We can only experience God’s presence in our midst if we allow God in, through living lives of holiness. We are partners with God in all that is done. The Kaddish calls on God to be sanctified. Yet the call-and-response recitation of the Kaddish is an implicit reminder that this can only occur through human action. Just as we can recite the Kaddish only in the presence of the community, so too, the transformation of the world can only happen with the active participation of the entire human community. Today this can remind us of our collective human quest to bring healing to the suffering, but also to take responsibility for the impoverished and unemployed.

This sense of responsibility, expressed through the word Tikkun (repair), allows for a mystical commentary based on the word l’eyla (higher) found in the third paragraph of the Kaddish. Interestingly this word is inexplicably doubled during the High Holiday season, between the two major holidays of Rosh Hashanah and Yom Kippur. These days create a period of intense introspection and rededication to Tikkun (both of ourselves and the world). L’eyla l’eyla (reaching higher and higher) is a reminder that the interconnectivity enhanced through the communal recitation of the Kaddish is an extremely effective means of Tikkun.

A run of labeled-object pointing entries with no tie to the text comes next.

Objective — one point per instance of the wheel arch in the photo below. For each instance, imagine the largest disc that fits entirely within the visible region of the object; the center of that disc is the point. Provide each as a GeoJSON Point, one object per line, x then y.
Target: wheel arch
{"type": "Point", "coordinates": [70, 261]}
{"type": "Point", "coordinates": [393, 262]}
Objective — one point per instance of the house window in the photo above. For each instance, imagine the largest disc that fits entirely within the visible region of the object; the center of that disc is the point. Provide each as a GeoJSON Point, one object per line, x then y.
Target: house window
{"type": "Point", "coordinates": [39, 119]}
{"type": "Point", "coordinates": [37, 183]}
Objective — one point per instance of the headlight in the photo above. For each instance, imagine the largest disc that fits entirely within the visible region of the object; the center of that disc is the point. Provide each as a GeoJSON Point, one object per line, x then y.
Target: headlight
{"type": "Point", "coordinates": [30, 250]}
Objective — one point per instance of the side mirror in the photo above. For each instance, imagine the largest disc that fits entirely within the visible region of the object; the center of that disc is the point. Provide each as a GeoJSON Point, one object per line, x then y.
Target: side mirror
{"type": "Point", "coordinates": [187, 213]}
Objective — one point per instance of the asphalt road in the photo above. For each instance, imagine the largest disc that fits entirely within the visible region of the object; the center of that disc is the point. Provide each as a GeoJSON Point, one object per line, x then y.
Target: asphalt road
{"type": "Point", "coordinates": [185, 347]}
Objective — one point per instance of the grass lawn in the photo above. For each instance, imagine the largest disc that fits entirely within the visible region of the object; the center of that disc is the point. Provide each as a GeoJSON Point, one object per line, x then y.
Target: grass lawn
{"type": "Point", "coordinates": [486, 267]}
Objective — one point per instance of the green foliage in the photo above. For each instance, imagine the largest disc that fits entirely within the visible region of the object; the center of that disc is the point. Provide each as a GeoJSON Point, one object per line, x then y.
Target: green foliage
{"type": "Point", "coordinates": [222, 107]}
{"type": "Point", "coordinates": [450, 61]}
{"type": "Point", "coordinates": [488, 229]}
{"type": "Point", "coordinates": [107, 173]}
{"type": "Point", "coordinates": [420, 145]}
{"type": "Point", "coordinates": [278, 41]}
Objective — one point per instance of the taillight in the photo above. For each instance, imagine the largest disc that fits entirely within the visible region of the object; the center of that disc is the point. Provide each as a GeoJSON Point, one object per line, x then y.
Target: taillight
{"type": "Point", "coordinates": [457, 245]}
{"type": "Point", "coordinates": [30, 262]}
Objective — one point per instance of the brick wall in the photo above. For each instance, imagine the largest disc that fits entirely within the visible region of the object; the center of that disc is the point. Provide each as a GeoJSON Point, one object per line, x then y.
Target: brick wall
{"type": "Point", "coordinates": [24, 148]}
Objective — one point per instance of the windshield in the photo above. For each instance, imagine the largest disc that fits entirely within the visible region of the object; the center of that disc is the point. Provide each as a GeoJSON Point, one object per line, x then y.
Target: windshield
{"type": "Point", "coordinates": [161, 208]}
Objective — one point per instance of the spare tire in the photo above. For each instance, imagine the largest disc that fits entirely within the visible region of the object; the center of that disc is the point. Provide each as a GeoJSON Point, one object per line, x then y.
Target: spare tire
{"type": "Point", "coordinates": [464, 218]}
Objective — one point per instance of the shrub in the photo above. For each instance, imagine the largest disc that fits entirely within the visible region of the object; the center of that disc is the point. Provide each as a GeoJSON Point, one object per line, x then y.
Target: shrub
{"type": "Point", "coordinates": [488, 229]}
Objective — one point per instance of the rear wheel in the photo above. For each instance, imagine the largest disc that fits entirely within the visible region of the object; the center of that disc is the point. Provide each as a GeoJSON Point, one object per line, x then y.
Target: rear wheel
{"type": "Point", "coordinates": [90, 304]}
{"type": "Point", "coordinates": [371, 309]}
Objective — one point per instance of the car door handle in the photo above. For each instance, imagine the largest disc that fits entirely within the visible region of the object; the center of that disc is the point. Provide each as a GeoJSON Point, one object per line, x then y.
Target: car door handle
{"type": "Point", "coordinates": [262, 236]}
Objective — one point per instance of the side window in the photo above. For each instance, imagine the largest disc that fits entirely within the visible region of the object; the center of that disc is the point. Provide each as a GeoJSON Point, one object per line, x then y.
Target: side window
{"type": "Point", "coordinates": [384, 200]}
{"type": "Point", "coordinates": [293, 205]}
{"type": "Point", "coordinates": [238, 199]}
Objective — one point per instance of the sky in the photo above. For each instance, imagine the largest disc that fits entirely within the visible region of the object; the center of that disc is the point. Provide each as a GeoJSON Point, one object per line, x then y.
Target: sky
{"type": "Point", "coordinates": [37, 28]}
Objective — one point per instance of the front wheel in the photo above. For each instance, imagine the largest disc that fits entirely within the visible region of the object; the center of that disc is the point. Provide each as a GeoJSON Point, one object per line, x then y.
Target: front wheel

This process and partnership of human/divine repair is also hinted in the very last line (and the only Hebrew line) of the Kaddish: “May the One who brings peace (shalom) to the universe bring peace to us and all Israel [and to all who dwell on earth]” (derived from Job 25:2). Shalom, at a very basic level, can only be created by us as partners with God working in the world. We are called on to “seek peace and pursue it” (Psalm 34:15), but we have the free will to act or to fail to act. Yet, the word shalom has a much deeper meaning than only “peace.” The Hebrew root shin-lamed-mem also hints at completeness and absolute unity. It points to a world where each human recognizes that he or she is connected with all other people, with the world, and with God. It therefore also leads us to the Hasidic realization that there is only God, a recognition realized as we open our eyes and see (and actualize) k’dushah in whatever we do and wherever we glance.

This week, we are called upon to be holy – Kaddosh, and when we recite and respond to the Kaddish we likewise reaffirm our commitment to build a world based on a collective sense of interconnection and holiness. This commitment must be even stronger in times of uncertainty and fear, such as we find ourselves today. We must work even harder to recreate the sense of community and interconnection, which are at the very root of Tikkun, the actions that create a world of holiness.

 

 


The views and opinions expressed in this article are those of the author(s) and do not necessarily reflect the official policy or position of the World Union for Progressive Judaism (WUPJ).